Underreporting exports can produce news of "record" trade deficits, followed by adoption of tougher protectionist policies, which could undermine the growth prospects for the US as well as those nations it trades with. Underestimates of rapidly expanding electronic commerce can distort business planning and development.
Congress is now considering the bits and pieces of funding for statistics-gathering included in a variety of major appropriation bills. This haphazard way of budgeting is due to the fact that the $6 billion being requested is parceled out to a broad assortment of bureaus in the various Cabinet departments. That $6 billion - out of a total budget in the neighborhood of $1.8 trillion - is divided roughly in two. Half is scheduled to be devoted to the decennial census required by the Constitution. The rest will finance such mainstays of our economic information system as the national income and product accounts maintained by the Department of Commerce, the price indexes and employment data of the Department of Labor, the farm sector details provided by the Department of Agriculture, plus a few limited improvements.
Those modest improvements are hardly frills. The largest ones include $5 million to collect data on the most rapidly changing part of the economy - electronic commerce - and to update reporting of financial services and computer software and $3 million to continue modernizing the consumer price index (which many experts believe overstates inflation). Also, the widely used employment cost index would get its first overhaul since it was established a quarter of a century ago.
Also, the numbers on changes in productivity, which are relatively good in measuring traditional manufacturing activity, would get a facelift in the vital and much larger area of services. Only in government does it seem necessary to wait until 2000 to respond to the decades-long shift in the center of gravity of the economy from manufacturing of goods to the services.
In a sense, the limited budget increases for federal data gathering mainly represent a holding action. Really fundamental improvements need to be made in the years ahead. For example, the new commission to Review the Trade Deficit - which I happen to chair - is charged by Congress with examining the state of our statistical knowledge of foreign trade and to come up with recommendations for the necessary basic changes. That is a tall order, and the commission's report is not due until mid-2000.

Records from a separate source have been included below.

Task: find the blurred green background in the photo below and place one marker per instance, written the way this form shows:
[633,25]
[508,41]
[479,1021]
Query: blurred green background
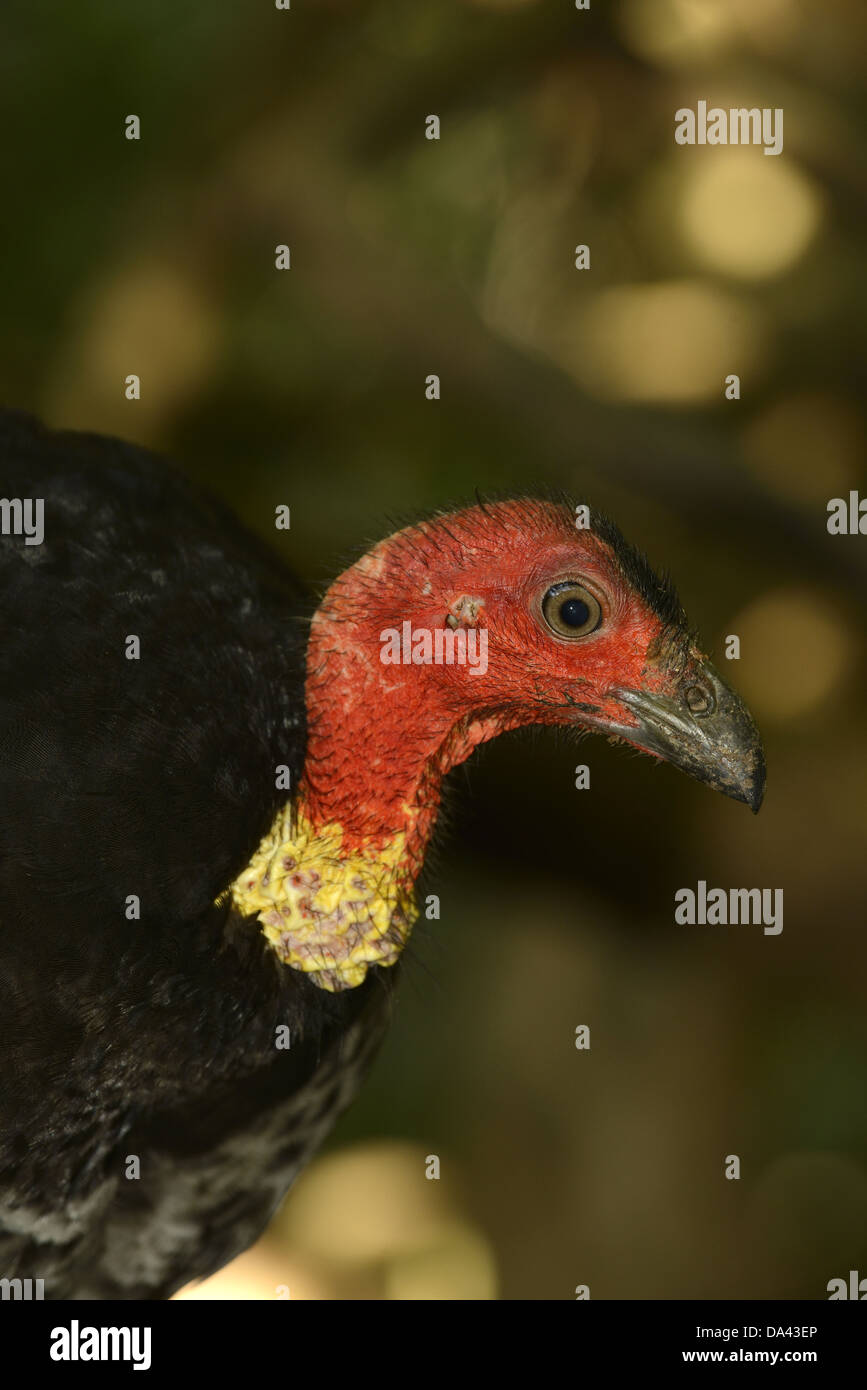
[409,257]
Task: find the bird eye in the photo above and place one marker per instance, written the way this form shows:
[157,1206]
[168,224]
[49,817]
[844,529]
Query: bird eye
[571,610]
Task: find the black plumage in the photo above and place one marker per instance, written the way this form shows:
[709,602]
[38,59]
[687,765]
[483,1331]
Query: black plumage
[150,777]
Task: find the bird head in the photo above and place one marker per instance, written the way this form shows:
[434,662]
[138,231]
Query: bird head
[506,615]
[439,638]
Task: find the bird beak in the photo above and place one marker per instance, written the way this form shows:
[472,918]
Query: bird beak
[703,729]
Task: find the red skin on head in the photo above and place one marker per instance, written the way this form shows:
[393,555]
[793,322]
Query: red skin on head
[381,737]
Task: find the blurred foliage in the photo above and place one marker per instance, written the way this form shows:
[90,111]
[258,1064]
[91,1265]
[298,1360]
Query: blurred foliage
[306,127]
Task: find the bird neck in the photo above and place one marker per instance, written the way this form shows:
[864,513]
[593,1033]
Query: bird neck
[332,880]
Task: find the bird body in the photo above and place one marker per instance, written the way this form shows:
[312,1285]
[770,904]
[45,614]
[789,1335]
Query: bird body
[214,805]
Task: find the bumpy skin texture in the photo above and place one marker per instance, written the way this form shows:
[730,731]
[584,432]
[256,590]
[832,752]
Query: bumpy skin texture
[152,777]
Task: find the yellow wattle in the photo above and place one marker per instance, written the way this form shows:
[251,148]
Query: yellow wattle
[328,911]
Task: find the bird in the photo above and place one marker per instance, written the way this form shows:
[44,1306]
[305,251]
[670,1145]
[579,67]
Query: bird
[216,799]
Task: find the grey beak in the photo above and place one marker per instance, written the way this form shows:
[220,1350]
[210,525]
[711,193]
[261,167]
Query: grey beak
[705,730]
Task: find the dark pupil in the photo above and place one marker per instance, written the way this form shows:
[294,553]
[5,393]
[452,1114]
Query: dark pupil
[574,612]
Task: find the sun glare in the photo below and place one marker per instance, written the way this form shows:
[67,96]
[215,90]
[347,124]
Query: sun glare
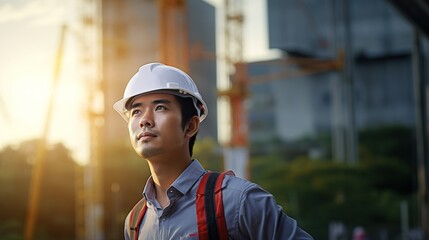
[27,100]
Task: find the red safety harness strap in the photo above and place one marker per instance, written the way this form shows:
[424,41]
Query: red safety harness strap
[136,217]
[209,207]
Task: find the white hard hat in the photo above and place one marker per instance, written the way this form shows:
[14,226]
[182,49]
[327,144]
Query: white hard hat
[155,77]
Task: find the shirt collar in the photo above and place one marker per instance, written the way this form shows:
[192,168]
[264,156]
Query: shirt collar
[183,183]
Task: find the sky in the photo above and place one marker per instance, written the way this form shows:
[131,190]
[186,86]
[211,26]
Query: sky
[30,31]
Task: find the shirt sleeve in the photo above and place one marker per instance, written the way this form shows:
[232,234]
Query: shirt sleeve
[261,218]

Sensible decisionmaking on spending scarce budget dollars on improving the basic economic numbers must be weighed against the great damage that results from relying on an out-of-date factual base. All this is hardly justification for giving a blank check to the federal number crunchers. Yet, the present austerity hardly seems to be the sensible approach in financing this key part of our knowledge-generating system.
*Murray Weidenbaum is chairman of the Center for the Study of American Business at Washington University.